Watch this video to see how to run the Prerequisites script and interpret the results.
-
Verify that your Linux system meets the host requirements.
-
Verify that the system has the two prerequisite software packages installed (Docker Engine or Podman, and Python 3).
-
Make sure you have root privileges on the Linux system.
-
Download the Data Classification Prerequisites script from the NetApp Support Site. The file you should select is named standalone-pre-requisite-tester-<version>.
-
Copy the file to the Linux host you plan to use (using
scp
or some other method). -
Assign permissions to run the script.
chmod +x standalone-pre-requisite-tester-v1.25.0
-
Run the script using the following command.

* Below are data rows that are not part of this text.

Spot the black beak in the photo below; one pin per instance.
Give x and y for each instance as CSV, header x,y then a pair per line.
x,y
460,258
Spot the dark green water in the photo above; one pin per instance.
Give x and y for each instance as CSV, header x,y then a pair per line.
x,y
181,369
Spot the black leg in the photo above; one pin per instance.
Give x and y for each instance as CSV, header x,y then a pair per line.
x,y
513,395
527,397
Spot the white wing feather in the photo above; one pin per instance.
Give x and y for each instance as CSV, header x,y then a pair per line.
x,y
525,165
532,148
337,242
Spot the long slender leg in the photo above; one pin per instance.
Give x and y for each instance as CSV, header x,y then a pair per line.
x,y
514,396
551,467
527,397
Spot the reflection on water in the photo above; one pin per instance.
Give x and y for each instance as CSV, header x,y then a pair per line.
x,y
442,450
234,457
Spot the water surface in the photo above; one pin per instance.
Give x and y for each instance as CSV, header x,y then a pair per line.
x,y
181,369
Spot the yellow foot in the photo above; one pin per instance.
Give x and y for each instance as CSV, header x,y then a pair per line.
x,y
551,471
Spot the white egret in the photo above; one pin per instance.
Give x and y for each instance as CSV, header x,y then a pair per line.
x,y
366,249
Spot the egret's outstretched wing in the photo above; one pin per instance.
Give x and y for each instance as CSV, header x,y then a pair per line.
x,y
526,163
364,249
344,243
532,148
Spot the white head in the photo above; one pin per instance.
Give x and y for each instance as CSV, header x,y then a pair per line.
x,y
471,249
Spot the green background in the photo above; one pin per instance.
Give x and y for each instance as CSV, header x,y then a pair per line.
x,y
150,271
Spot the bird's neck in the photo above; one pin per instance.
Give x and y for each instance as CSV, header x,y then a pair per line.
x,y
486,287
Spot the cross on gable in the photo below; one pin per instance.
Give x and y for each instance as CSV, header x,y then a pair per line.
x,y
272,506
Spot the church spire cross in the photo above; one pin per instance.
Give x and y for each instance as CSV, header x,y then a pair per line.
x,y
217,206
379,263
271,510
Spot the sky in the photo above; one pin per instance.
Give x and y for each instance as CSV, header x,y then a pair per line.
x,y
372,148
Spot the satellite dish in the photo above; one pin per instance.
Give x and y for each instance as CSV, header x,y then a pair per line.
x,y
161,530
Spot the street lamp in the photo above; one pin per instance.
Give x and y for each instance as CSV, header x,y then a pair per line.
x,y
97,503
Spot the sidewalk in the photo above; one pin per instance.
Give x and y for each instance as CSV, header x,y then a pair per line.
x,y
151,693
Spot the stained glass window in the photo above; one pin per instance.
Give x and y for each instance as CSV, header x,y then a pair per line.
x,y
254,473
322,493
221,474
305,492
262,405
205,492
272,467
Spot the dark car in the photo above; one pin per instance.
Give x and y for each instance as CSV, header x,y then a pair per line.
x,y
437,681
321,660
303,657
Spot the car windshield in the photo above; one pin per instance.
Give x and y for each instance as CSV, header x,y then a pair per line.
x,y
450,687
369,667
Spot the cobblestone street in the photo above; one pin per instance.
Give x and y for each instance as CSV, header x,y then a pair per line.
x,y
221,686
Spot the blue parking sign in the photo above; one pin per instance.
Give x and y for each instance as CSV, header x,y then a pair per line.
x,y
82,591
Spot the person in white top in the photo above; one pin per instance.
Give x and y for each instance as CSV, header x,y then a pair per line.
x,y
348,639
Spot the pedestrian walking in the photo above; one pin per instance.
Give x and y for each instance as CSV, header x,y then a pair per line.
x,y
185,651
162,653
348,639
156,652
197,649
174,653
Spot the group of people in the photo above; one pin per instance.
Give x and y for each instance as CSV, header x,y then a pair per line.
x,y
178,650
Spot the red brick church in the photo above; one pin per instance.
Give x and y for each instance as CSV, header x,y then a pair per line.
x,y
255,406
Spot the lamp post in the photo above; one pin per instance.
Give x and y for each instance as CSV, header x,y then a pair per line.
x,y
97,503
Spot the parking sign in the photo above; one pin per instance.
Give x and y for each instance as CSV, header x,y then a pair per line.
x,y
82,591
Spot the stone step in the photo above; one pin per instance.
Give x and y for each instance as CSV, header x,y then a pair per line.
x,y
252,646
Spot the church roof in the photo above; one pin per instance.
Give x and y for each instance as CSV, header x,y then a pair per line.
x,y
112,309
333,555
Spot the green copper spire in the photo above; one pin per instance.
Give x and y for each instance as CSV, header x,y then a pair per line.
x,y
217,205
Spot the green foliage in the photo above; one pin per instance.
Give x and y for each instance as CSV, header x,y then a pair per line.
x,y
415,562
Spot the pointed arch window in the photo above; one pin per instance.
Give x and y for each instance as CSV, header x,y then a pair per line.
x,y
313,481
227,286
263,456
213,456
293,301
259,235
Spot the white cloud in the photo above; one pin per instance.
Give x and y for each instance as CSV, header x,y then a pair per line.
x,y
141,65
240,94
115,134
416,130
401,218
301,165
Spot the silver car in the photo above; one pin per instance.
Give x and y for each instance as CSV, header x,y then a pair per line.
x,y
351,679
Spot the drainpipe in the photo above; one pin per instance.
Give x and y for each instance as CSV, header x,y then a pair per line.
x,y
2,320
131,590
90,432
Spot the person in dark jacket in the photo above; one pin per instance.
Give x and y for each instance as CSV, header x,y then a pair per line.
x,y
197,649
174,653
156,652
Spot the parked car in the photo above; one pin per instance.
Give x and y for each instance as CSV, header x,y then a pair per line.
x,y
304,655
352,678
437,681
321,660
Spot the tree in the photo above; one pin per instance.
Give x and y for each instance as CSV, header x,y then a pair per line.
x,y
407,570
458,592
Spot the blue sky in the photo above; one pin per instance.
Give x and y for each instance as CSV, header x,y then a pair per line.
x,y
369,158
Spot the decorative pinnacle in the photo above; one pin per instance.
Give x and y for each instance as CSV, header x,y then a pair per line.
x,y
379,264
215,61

./standalone-pre-requisite-tester-v1.25.0 <--darksite>
Add the option "--darksite" only if you are running the script on a host that doesn't have internet access. Certain prerequisite tests are skipped when the host is not connected to the internet.
-
The script prompts you for the IP address of the Data Classification host machine.
-
Enter the IP address or host name.
-
-
The script prompts whether you have an installed Console agent.
-
Enter N if you do not have an installed Console agent.
-
Enter Y if you do have an installed Console agent. And then enter the IP address or host name of the Console agent so the test script can test this connectivity.
-
-
The script runs a variety of tests on the system and it displays results as it progresses. When it finishes it writes a log of the session to a file named
prerequisites-test-<timestamp>.log
in the directory/opt/netapp/install_logs
.
If all the prerequisites tests ran successfully, you can install Data Classification on the host when you are ready.
If any issues were discovered, they are categorized as "Recommended" or "Required" to be fixed. Recommended issues are typically items that would make the Data Classification scanning and categorizing tasks run slower. These items do not need to be corrected - but you may want to address them.
If you have any "Required" issues, you should fix the issues and run the Prerequisites test script again.